Seccia Teresa M, Rigato Matteo, Ravarotto Verdiana, Calò Lorenzo A
Department of Medicine, Hypertension Clinic, University of Padova, 35128 Padova, Italy.
Department of Medicine, Nephrology, Dialysis and Transplantation Unit, University of Padova, 35128 Padova, Italy.
J Clin Med. 2020 May 2;9(5):1328. doi: 10.3390/jcm9051328.

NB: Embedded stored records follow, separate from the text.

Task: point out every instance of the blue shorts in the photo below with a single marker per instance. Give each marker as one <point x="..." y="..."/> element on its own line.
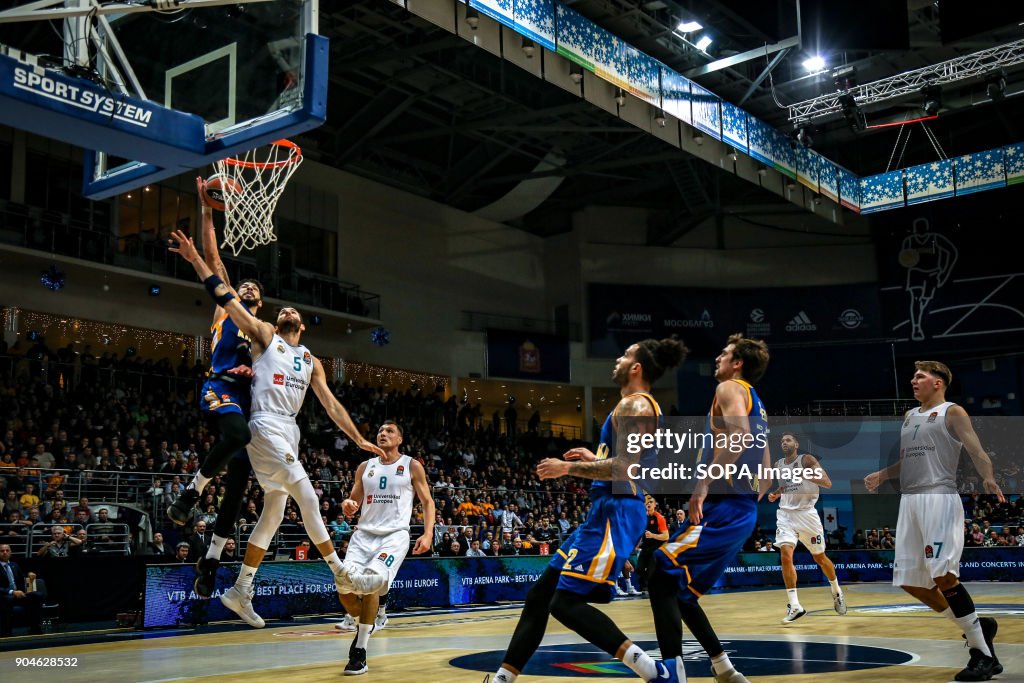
<point x="220" y="396"/>
<point x="592" y="557"/>
<point x="696" y="556"/>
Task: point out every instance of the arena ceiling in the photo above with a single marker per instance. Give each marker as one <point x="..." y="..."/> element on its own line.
<point x="425" y="111"/>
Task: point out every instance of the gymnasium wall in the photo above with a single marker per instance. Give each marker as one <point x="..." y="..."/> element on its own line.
<point x="430" y="262"/>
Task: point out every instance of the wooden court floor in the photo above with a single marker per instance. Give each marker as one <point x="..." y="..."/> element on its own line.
<point x="885" y="637"/>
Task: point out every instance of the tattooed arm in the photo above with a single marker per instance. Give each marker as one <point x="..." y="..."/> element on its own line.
<point x="634" y="416"/>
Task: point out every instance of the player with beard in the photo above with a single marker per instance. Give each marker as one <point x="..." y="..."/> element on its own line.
<point x="930" y="525"/>
<point x="590" y="560"/>
<point x="224" y="399"/>
<point x="722" y="512"/>
<point x="283" y="371"/>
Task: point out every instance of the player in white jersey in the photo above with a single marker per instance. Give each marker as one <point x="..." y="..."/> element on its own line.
<point x="283" y="371"/>
<point x="798" y="521"/>
<point x="930" y="526"/>
<point x="383" y="493"/>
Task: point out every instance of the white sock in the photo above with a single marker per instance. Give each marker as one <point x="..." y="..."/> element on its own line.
<point x="972" y="629"/>
<point x="640" y="663"/>
<point x="505" y="676"/>
<point x="721" y="664"/>
<point x="333" y="561"/>
<point x="216" y="547"/>
<point x="363" y="637"/>
<point x="245" y="580"/>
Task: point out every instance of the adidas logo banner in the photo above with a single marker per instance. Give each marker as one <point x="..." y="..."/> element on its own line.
<point x="801" y="323"/>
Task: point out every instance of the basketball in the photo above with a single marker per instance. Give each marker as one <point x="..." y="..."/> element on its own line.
<point x="218" y="187"/>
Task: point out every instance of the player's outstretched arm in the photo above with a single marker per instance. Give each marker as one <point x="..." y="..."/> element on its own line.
<point x="261" y="333"/>
<point x="822" y="479"/>
<point x="422" y="489"/>
<point x="635" y="415"/>
<point x="351" y="504"/>
<point x="960" y="424"/>
<point x="586" y="455"/>
<point x="211" y="253"/>
<point x="337" y="412"/>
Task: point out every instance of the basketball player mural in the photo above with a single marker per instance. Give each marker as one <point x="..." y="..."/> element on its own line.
<point x="930" y="525"/>
<point x="383" y="491"/>
<point x="283" y="371"/>
<point x="929" y="259"/>
<point x="590" y="560"/>
<point x="798" y="521"/>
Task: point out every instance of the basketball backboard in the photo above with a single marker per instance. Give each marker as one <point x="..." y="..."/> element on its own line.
<point x="135" y="86"/>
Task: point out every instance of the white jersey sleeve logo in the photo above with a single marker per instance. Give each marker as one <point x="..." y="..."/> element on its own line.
<point x="930" y="452"/>
<point x="801" y="496"/>
<point x="282" y="376"/>
<point x="387" y="505"/>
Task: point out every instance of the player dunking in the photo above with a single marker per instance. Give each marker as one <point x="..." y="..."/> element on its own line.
<point x="930" y="525"/>
<point x="224" y="401"/>
<point x="798" y="521"/>
<point x="590" y="560"/>
<point x="284" y="370"/>
<point x="722" y="514"/>
<point x="384" y="486"/>
<point x="233" y="424"/>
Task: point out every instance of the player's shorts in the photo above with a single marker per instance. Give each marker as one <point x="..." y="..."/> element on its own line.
<point x="800" y="525"/>
<point x="273" y="452"/>
<point x="929" y="539"/>
<point x="697" y="555"/>
<point x="221" y="396"/>
<point x="592" y="557"/>
<point x="384" y="552"/>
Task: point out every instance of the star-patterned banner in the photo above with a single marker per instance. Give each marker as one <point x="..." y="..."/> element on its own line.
<point x="641" y="75"/>
<point x="576" y="37"/>
<point x="500" y="10"/>
<point x="758" y="134"/>
<point x="979" y="172"/>
<point x="808" y="167"/>
<point x="707" y="111"/>
<point x="828" y="179"/>
<point x="882" y="191"/>
<point x="929" y="181"/>
<point x="784" y="155"/>
<point x="1014" y="156"/>
<point x="609" y="63"/>
<point x="734" y="126"/>
<point x="676" y="95"/>
<point x="849" y="189"/>
<point x="536" y="19"/>
<point x="554" y="26"/>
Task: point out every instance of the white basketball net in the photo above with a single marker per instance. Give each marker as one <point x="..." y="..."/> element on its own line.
<point x="261" y="175"/>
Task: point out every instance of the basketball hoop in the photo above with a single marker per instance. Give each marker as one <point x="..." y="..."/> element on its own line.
<point x="261" y="175"/>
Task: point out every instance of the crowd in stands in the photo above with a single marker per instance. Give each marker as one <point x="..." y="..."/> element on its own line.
<point x="123" y="430"/>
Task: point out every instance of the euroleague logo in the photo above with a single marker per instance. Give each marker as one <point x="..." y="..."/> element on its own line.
<point x="788" y="658"/>
<point x="851" y="318"/>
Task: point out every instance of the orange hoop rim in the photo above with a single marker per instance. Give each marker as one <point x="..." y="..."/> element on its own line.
<point x="294" y="158"/>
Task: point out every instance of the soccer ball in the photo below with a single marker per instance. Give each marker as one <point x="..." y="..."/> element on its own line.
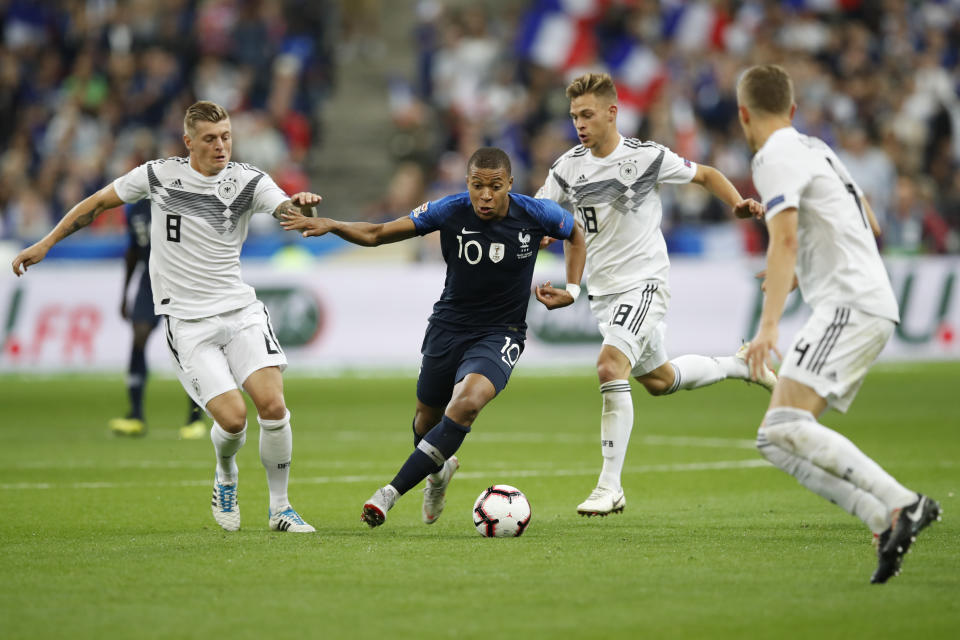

Rho-associated, coiled-coil containing kinases (ROCK) were originally identified as effectors of the RhoA small GTPase and found to belong to the AGC family of serine/threonine kinases. They were shown to be downstream effectors of RhoA and RhoC activation. They signal via phosphorylation of proteins such as MYPT-1, thereby regulating many key cellular functions including proliferation, motility and viability and the RhoA/ROCK signaling has been shown to be deeply involved in arterial hypertension, cardiovascular-renal remodeling, hypertensive nephropathy and posttransplant hypertension. Given the deep involvement of ROCK in cardiovascular-renal pathophysiology and the interaction of ROCK signaling with other signaling pathways, the reports of trials on the clinical beneficial effects of ROCK's pharmacologic targeting are growing. In this current review, we provide a brief survey of the current understanding of ROCK-signaling pathways, also integrating with the more novel data that overall support a relevant role of ROCK for the cardiovascular-renal physiology and pathophysiology.
Rho相关卷曲螺旋蛋白激酶(ROCK)最初被鉴定为RhoA小GTP酶的效应物,并被发现属于丝氨酸/苏氨酸激酶的AGC家族。它们被证明是RhoA和RhoC激活的下游效应物。它们通过磷酸化诸如MYPT-1等蛋白质来发出信号,从而调节许多关键的细胞功能,包括增殖、运动和生存能力,并且RhoA/ROCK信号已被证明与动脉高血压、心血管-肾脏重塑、高血压肾病和移植后高血压密切相关。鉴于ROCK在心血管-肾脏病理生理学中的深入参与以及ROCK信号与其他信号通路的相互作用,关于ROCK药物靶向治疗临床有益效果的试验报道越来越多。在本综述中,我们简要概述了目前对ROCK信号通路的理解,同时整合了更新的数据,这些数据总体上支持ROCK在心血管-肾脏生理和病理生理中的相关作用。